Now, its measuring time! You’ll need to get the length of the backsplash and measure the distance from the top of your counter to the bottom of your top cabinets to calculate what will be your tiled area. Now, this is where you begin to have fun. Use graph paper and draw a scale outline to see how you’ll want to set-up your tile pattern. 4 x 4, 6 x 6 or 3 x 4 subway tiles tend to be the favored types but using 1 x 1 tiles attached to a back mesh has become just as popular over the years. Calculate your tile quantities from there but be sure to tack on 10-15% for cutting and wastage and be sure that you’re using glazed tiles.
So, when you get back from the Home Depot or local hardware store, it’s time to install. First, remove the stove or range hood, outlet or switch cover plates, and anything else that will be in the way of a precise tiling job. (Also, be sure to turn of the electricity to that particular area!) If you need to, install the backer board first by using galvanized drywall screws.
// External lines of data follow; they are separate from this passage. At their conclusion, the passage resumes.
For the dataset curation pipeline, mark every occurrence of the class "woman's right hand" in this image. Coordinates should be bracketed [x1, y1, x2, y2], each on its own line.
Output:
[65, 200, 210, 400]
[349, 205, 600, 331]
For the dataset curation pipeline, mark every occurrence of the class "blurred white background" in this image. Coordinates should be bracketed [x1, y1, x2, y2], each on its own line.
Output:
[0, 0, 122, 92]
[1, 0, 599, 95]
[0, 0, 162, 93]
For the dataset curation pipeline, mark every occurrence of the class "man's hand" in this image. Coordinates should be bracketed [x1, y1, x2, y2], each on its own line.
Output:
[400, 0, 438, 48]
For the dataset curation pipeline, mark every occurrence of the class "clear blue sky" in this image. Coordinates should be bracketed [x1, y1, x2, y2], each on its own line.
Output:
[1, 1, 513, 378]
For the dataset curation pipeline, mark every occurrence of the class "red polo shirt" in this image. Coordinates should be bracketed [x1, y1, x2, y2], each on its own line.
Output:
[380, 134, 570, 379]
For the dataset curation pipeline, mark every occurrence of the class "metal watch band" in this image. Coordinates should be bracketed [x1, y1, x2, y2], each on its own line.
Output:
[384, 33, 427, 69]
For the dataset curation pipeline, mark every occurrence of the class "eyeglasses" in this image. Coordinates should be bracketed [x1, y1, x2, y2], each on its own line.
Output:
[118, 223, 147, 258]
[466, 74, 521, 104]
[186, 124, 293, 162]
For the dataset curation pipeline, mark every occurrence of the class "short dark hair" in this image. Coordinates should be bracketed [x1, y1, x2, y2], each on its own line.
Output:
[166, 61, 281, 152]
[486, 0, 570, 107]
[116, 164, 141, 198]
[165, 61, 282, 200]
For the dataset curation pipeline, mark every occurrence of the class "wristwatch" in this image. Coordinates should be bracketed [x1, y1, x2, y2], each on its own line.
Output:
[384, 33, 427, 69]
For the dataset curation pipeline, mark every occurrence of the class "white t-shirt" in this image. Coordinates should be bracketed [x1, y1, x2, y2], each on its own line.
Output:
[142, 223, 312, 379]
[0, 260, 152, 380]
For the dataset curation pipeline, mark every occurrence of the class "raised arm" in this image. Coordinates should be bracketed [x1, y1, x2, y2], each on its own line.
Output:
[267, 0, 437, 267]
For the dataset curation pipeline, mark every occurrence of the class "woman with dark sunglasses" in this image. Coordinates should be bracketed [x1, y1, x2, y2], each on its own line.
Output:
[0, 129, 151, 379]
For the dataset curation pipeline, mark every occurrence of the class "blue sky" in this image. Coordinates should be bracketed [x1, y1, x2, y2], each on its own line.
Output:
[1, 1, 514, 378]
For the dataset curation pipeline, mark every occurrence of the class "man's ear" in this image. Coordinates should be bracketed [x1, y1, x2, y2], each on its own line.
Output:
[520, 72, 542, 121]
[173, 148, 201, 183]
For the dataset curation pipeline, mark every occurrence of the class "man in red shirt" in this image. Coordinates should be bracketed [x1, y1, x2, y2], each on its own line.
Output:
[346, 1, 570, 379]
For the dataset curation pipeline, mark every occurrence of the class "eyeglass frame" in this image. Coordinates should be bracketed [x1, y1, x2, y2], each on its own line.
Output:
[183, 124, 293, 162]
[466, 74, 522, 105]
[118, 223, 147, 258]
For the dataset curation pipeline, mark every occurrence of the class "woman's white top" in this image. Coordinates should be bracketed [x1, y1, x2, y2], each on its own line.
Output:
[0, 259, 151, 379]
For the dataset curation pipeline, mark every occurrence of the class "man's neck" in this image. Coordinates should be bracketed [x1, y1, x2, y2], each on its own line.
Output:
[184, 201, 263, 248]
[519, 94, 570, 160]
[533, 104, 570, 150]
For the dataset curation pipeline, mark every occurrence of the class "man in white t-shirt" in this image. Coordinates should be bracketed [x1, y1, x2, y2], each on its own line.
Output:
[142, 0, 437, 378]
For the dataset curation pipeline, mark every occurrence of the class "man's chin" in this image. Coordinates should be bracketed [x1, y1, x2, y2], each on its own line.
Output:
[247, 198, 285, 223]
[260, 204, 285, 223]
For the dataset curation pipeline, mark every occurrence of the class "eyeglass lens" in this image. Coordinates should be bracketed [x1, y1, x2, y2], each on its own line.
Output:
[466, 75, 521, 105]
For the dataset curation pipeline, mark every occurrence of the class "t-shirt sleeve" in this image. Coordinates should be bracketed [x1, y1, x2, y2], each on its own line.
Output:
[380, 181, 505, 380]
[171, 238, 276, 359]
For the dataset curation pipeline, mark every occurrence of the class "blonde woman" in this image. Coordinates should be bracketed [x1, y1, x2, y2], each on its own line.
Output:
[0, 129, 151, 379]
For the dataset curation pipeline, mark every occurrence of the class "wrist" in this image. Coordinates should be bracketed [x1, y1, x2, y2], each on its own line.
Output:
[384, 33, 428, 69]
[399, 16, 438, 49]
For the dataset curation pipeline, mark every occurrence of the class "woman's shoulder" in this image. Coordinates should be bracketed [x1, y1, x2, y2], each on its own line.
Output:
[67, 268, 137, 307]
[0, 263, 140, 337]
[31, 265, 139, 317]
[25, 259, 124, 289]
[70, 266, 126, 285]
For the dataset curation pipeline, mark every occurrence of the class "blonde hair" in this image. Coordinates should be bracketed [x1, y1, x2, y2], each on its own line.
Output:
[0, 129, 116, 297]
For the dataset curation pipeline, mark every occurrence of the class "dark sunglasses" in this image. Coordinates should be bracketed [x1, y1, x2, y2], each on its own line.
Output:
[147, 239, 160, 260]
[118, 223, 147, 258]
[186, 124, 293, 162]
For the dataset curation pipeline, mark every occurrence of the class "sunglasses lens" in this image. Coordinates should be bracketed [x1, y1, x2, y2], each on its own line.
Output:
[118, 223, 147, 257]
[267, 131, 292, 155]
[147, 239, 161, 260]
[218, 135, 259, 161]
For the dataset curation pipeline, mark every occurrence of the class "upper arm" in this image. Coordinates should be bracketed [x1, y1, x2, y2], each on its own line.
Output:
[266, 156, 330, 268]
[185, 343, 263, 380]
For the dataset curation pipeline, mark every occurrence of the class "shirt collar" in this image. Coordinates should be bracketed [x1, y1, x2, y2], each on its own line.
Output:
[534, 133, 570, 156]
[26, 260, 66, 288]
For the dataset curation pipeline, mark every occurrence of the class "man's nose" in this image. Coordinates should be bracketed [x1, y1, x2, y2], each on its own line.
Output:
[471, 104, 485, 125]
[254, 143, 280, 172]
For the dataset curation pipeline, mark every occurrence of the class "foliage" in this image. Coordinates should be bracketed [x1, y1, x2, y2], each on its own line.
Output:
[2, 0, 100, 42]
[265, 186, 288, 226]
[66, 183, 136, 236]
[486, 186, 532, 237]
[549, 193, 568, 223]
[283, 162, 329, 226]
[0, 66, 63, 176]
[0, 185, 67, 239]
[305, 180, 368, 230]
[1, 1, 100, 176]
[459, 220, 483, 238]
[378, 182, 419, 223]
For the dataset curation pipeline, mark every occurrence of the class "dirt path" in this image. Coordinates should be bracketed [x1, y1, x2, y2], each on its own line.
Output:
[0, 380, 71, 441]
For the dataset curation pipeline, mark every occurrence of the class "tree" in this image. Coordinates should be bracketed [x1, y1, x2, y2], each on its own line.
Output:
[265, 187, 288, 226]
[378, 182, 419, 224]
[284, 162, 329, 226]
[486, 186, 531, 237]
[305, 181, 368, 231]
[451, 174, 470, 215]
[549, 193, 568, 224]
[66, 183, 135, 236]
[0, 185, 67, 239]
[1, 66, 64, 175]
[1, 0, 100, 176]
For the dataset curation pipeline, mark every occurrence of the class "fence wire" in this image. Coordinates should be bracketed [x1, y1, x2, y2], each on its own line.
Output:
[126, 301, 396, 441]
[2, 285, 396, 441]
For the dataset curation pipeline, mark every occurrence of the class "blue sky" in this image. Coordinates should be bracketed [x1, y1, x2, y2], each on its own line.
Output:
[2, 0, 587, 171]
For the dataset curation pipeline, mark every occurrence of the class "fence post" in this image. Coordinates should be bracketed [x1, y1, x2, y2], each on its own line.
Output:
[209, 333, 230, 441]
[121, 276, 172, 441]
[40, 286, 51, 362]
A 1/8" gap between the edges is a solid distance when installing the boards. Use mesh wire and filler to cover. In case of any gaps (ex. the range area), use a temporary ledger board along the base of your tile line to help hold your tiles in place. Find, mark and draw a visible startling line with a level at the central focal point of your design. This is to line up your tiles vertically in the correct way.
It’s best to lay your tiles out somewhere open, just to have the design set in your head, and then get ready to place the tiles. From the center, begin with the bottom row. You will need tile mastic or thin-set mortar to set the tiles. Add a little of either to a small section of the wall using a trowel, preferably grooved. Put the edge of the first tile on the starting line you made and remember to leave a 1/8" gap on the bottom for caulking. Press the first tile into place, then put in a temporary 1/8" spacer vertically and continue on like this.
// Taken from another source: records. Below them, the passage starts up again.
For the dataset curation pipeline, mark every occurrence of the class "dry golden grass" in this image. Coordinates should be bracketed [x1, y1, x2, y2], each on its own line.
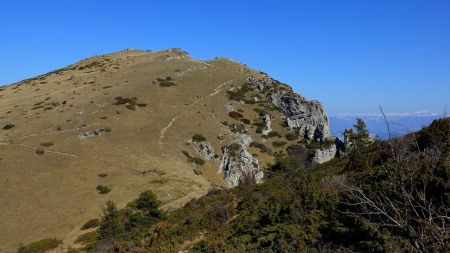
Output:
[0, 49, 284, 251]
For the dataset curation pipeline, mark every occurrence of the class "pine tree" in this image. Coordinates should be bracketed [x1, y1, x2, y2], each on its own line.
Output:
[97, 200, 123, 240]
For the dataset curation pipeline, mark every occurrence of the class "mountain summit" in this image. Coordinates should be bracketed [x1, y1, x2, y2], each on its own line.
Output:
[0, 49, 331, 249]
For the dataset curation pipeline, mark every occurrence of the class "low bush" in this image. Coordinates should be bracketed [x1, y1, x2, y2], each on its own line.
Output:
[250, 142, 273, 154]
[285, 132, 299, 141]
[192, 157, 205, 166]
[182, 150, 205, 165]
[96, 185, 111, 194]
[40, 142, 54, 147]
[75, 231, 96, 245]
[113, 97, 146, 110]
[228, 111, 243, 120]
[226, 83, 253, 101]
[264, 131, 281, 138]
[192, 134, 206, 142]
[240, 118, 251, 124]
[157, 77, 176, 87]
[17, 238, 61, 253]
[2, 123, 15, 129]
[272, 141, 287, 147]
[81, 218, 100, 230]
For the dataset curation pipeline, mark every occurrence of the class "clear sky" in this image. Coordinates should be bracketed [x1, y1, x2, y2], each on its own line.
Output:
[1, 0, 449, 115]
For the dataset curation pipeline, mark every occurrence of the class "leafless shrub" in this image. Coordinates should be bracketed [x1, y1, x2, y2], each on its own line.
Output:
[341, 108, 450, 252]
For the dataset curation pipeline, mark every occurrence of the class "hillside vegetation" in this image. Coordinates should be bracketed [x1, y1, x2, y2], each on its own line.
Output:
[0, 48, 330, 250]
[65, 118, 449, 252]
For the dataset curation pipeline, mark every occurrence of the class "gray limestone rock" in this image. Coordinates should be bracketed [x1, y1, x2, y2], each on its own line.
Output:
[311, 144, 337, 164]
[218, 143, 263, 188]
[192, 141, 216, 160]
[262, 114, 272, 136]
[249, 76, 330, 142]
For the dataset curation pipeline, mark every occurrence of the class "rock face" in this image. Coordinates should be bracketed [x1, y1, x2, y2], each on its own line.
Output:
[218, 133, 263, 187]
[261, 114, 272, 136]
[249, 77, 330, 142]
[311, 144, 337, 164]
[193, 141, 216, 160]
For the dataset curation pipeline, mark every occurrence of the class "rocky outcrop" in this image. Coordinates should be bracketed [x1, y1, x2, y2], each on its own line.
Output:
[165, 48, 190, 61]
[249, 76, 330, 142]
[311, 144, 337, 164]
[261, 114, 272, 136]
[192, 140, 216, 160]
[248, 76, 278, 91]
[218, 133, 263, 187]
[78, 128, 110, 139]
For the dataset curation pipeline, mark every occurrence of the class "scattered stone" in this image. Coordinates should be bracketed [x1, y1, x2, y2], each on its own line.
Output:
[78, 128, 110, 139]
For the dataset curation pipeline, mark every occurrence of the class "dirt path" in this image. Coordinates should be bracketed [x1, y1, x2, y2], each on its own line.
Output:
[159, 79, 233, 146]
[0, 126, 90, 142]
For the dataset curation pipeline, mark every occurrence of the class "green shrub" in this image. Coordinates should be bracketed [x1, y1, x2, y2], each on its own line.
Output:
[182, 150, 205, 165]
[265, 131, 282, 138]
[2, 123, 15, 129]
[157, 77, 176, 87]
[113, 96, 145, 110]
[226, 143, 241, 156]
[250, 142, 273, 154]
[75, 231, 96, 245]
[40, 142, 54, 147]
[285, 133, 299, 141]
[96, 185, 111, 194]
[192, 134, 206, 142]
[17, 238, 61, 253]
[240, 118, 251, 124]
[272, 141, 287, 147]
[81, 218, 100, 230]
[226, 83, 252, 101]
[192, 157, 205, 166]
[228, 111, 243, 120]
[97, 201, 123, 240]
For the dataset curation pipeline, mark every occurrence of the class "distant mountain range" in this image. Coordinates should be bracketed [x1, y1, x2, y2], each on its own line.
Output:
[329, 111, 443, 139]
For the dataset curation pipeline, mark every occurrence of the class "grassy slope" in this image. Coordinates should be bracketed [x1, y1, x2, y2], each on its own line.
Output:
[0, 49, 304, 251]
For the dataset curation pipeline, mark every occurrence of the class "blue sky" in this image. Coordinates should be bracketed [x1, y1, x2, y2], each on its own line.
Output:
[1, 0, 449, 115]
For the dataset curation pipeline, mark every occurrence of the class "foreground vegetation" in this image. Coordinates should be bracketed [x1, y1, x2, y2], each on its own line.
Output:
[23, 118, 449, 253]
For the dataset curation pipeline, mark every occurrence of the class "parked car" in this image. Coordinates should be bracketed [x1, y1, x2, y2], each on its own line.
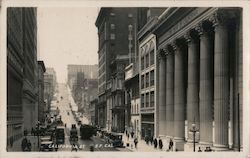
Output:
[70, 124, 78, 142]
[109, 132, 124, 148]
[40, 136, 53, 151]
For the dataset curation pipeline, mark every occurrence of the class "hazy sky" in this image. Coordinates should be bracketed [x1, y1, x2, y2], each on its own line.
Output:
[37, 8, 99, 83]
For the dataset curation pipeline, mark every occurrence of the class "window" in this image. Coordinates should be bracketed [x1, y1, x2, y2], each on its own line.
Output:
[150, 91, 154, 107]
[110, 34, 115, 40]
[141, 94, 144, 108]
[150, 50, 154, 65]
[110, 24, 115, 29]
[150, 70, 154, 86]
[146, 93, 149, 107]
[146, 73, 149, 88]
[141, 75, 144, 89]
[141, 57, 144, 70]
[146, 54, 149, 68]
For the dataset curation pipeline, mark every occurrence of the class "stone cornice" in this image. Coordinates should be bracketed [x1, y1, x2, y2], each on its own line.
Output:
[157, 7, 216, 49]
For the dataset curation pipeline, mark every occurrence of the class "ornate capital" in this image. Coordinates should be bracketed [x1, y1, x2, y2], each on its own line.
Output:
[157, 48, 166, 61]
[170, 41, 178, 51]
[184, 32, 192, 43]
[195, 22, 204, 36]
[209, 11, 228, 27]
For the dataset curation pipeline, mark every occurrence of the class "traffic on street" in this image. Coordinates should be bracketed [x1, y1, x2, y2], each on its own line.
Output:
[37, 83, 129, 152]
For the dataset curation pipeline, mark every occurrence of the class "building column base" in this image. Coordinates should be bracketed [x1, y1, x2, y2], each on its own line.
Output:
[174, 137, 185, 151]
[212, 144, 229, 151]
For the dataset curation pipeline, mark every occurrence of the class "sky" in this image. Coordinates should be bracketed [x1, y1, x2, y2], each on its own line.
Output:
[37, 8, 99, 83]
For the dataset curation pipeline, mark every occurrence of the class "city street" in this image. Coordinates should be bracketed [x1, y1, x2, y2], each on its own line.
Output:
[54, 83, 129, 152]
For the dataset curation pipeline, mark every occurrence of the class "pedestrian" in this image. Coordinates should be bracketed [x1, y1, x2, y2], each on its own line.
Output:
[134, 137, 138, 149]
[131, 131, 134, 138]
[169, 139, 173, 151]
[27, 140, 32, 151]
[71, 143, 78, 152]
[145, 135, 149, 145]
[31, 128, 34, 136]
[158, 138, 163, 150]
[150, 136, 153, 145]
[10, 136, 13, 148]
[21, 137, 28, 151]
[154, 138, 158, 149]
[198, 147, 202, 152]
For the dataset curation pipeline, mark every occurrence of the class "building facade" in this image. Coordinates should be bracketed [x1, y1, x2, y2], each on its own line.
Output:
[138, 8, 165, 139]
[44, 68, 57, 114]
[153, 7, 242, 151]
[124, 64, 140, 138]
[38, 61, 46, 123]
[90, 98, 98, 126]
[95, 8, 138, 132]
[7, 7, 38, 148]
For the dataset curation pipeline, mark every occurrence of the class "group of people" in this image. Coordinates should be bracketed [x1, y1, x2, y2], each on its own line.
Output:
[144, 136, 174, 151]
[21, 137, 32, 151]
[125, 130, 138, 149]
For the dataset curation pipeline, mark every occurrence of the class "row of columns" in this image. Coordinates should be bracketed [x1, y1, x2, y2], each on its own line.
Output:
[157, 11, 235, 150]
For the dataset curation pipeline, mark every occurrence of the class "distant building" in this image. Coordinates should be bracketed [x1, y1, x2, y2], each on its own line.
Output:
[7, 8, 38, 148]
[44, 67, 57, 113]
[67, 64, 98, 89]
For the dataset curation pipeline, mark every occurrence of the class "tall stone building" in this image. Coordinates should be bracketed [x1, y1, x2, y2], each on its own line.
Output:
[95, 8, 138, 132]
[153, 7, 242, 151]
[7, 7, 38, 148]
[38, 61, 46, 123]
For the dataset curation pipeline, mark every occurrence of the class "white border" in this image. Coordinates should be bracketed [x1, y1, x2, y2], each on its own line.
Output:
[1, 1, 250, 158]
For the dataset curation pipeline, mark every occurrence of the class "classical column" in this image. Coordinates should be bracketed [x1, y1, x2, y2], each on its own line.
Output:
[173, 41, 186, 151]
[184, 31, 200, 143]
[196, 22, 213, 145]
[158, 49, 166, 136]
[166, 47, 175, 139]
[210, 12, 230, 150]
At one point, you will likely have to cut a tile to fit certain areas and for this, you will need a scoring cutter, which can be rented or purchased. Mark on the tile where you will need to cut before putting the tile in the tool and scoring said mark on the surface. Used properly, the cutter will break the tile along the scored line. In the case of an electrical outlet, you may be need to cut two tiles and then use tile nippers to cut out the opening and put them on each side of the outlet. After the tiles are in place, apply a mixed sandless grout with a rubber float. Make sure to push it down into the gaps between the tiles and remove any excess grout. Then, just let it set for about an hour or so.
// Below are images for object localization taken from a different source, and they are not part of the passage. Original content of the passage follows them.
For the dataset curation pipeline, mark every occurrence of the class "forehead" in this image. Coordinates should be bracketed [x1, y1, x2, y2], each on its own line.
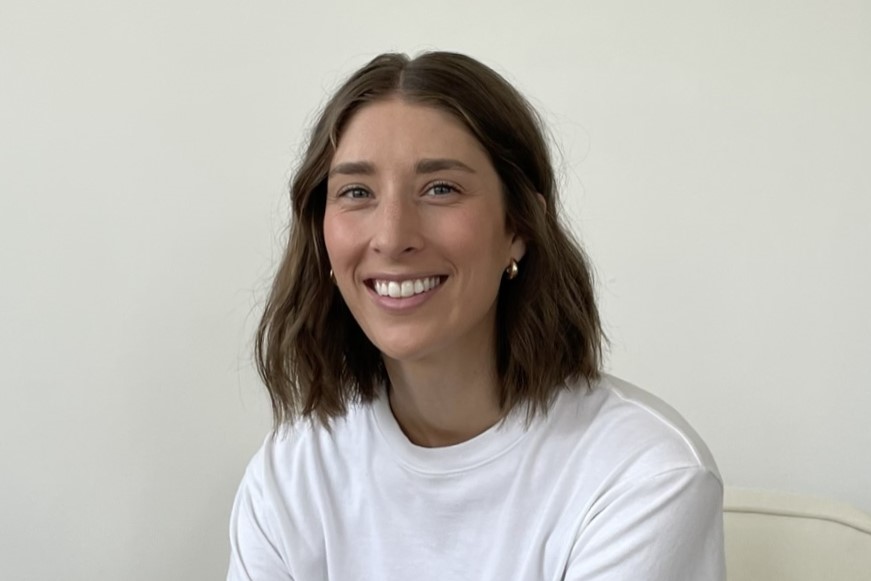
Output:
[332, 99, 490, 166]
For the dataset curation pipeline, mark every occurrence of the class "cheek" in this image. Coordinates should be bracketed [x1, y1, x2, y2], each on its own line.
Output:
[445, 208, 512, 265]
[323, 211, 355, 265]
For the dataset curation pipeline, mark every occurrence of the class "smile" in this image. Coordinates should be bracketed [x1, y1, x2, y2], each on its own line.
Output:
[370, 276, 444, 298]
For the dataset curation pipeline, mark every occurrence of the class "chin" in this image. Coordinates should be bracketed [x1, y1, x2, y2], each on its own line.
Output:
[375, 344, 431, 364]
[371, 335, 441, 365]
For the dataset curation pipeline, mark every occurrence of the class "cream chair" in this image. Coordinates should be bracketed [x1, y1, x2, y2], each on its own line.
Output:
[724, 487, 871, 580]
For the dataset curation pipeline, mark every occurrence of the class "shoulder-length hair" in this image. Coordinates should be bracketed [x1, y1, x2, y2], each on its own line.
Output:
[256, 51, 603, 426]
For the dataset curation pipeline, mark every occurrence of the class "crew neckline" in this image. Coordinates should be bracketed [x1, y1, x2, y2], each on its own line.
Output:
[370, 391, 531, 475]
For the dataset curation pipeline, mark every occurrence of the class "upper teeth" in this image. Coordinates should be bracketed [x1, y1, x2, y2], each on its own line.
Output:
[374, 277, 442, 298]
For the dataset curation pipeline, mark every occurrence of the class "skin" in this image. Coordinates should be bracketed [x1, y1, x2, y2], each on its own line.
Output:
[323, 98, 526, 447]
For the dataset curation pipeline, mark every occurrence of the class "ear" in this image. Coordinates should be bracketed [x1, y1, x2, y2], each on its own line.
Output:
[510, 235, 527, 262]
[508, 192, 545, 263]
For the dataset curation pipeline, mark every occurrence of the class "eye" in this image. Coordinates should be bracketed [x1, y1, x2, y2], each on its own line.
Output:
[425, 181, 459, 197]
[338, 186, 371, 199]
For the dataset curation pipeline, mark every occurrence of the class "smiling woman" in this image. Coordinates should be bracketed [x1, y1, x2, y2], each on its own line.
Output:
[228, 52, 725, 581]
[324, 99, 524, 391]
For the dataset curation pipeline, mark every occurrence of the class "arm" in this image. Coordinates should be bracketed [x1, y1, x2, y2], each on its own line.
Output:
[565, 467, 725, 580]
[227, 462, 294, 581]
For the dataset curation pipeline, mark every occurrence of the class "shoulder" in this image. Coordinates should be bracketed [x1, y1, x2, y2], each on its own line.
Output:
[554, 376, 725, 578]
[598, 374, 719, 476]
[550, 373, 722, 486]
[244, 401, 374, 494]
[552, 375, 725, 580]
[229, 403, 375, 578]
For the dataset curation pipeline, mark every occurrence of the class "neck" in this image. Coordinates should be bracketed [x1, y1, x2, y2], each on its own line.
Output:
[383, 344, 504, 448]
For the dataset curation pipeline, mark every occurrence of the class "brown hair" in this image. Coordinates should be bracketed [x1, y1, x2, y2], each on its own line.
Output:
[256, 51, 603, 426]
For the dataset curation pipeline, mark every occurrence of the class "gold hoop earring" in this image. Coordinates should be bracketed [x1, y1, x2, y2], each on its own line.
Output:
[505, 259, 519, 280]
[329, 269, 335, 283]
Use and regularly rinse wet sponges for the cleanup and it doesn’t hurt to employ a clean dry cloth to give the tiles a good buff and shine. Your electrical outlets will likely need box extenders before you place the cover plates back on and then, finally, apply caulk, preferably the same color as your chosen grout, all along the bottom seam where the backsplash meets the countertop. With this, your kitchen should not only be a workspace but will emanate the feeling of a distinct place for friends and family to take a moment and share a story or take a peak at what you’re preparing.